Afrisam budget breakfast highlights economic upside from commodity price surge
Surge in gold, platinum, rhodium and palladium prices presents a R350 billion windfall, offering opportunities for infrastructure investment and construction sector revival.
The strong rally in commodities such as gold, platinum, rhodium and palladium is creating significant opportunities for South Africa to accelerate its economic turnaround.

Speaking at AfriSam Annual Budget Breakfast in February, Dr Azar Jammine described the surge in commodity prices as having an “absolutely enormous” impact on the South African economy.
This year marks the eighth consecutive year that AfriSam has hosted the event, which gathers stakeholders from across the construction sector. The steadily increasing attendance underscores the forum’s value as a platform for industry insight and engagement.
Dr Jammine estimated that about R350 billion is flowing into the country from commodity sales, arriving at a time when the economy was beginning to recover toward the end of last year. This comes after a prolonged period of sluggish growth, during which South Africa lagged behind global levels, leading to a 6%–7% decline in living standards over eight years.
He highlighted the critical opportunity for government to channel this windfall into fixed capital formation through targeted infrastructure investment, creating an environment conducive to business growth.

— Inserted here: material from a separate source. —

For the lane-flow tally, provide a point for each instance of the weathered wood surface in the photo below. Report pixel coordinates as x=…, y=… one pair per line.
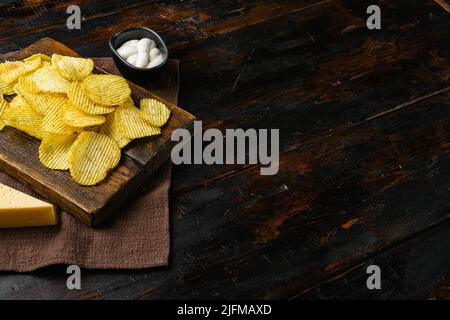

“If this can be converted into real investment in new exploration and development in the mining sector, the knock-on effects through the rest of the economy could be unbelievable,” Dr Jammine said.
The third quarter of 2025 saw a modest uptick in fixed investment of 1.1%, the first positive movement in two and a half years. The Medium-Term Budget Policy Statement released in November 2025 also indicated that the Government of National Unity was beginning to deliver positive results, particularly by committing to fiscal discipline.
Higher commodity inflows have strengthened the rand against the US dollar, helping reduce inflation to around 3.5%, close to the government’s 3% target. Lower long-term interest rates have also resulted in savings on government debt servicing, Dr Jammine noted.
Reflecting international confidence, ratings agency S&P Global upgraded South Africa’s credit rating for the first time in 16 years.
Construction sector poised for recovery
Turning to the construction sector, Dr Jammine emphasized that it remains under pressure due to years of underinvestment in fixed capital.
“Construction, comprising both building and civil engineering, is still about 30% below where it was in 2010,” he said, while noting that the agricultural sector has grown around 70% since 2010. Employment in construction has declined by roughly 5% since 2019, making it one of the weakest-performing sectors.
Much of this decline is attributed to deterioration in state-owned enterprises, which have suffered infrastructure decay linked to past governance challenges. Dr Jammine called for decisive action to address crime, corruption, and procurement inefficiencies that hinder investment and service delivery.
Private sector investment, though gradual, has continued to grow, offering a glimmer of hope. Residential building plan approvals remain subdued, at 40–50% below their peak, and non-residential plans are down by around 85% from a decade ago.
Despite these challenges, renewed investment in infrastructure and mining development is expected to boost demand for construction materials, creating opportunities for suppliers like AfriSam, a leading provider of cement, aggregates, and readymix concrete for major projects.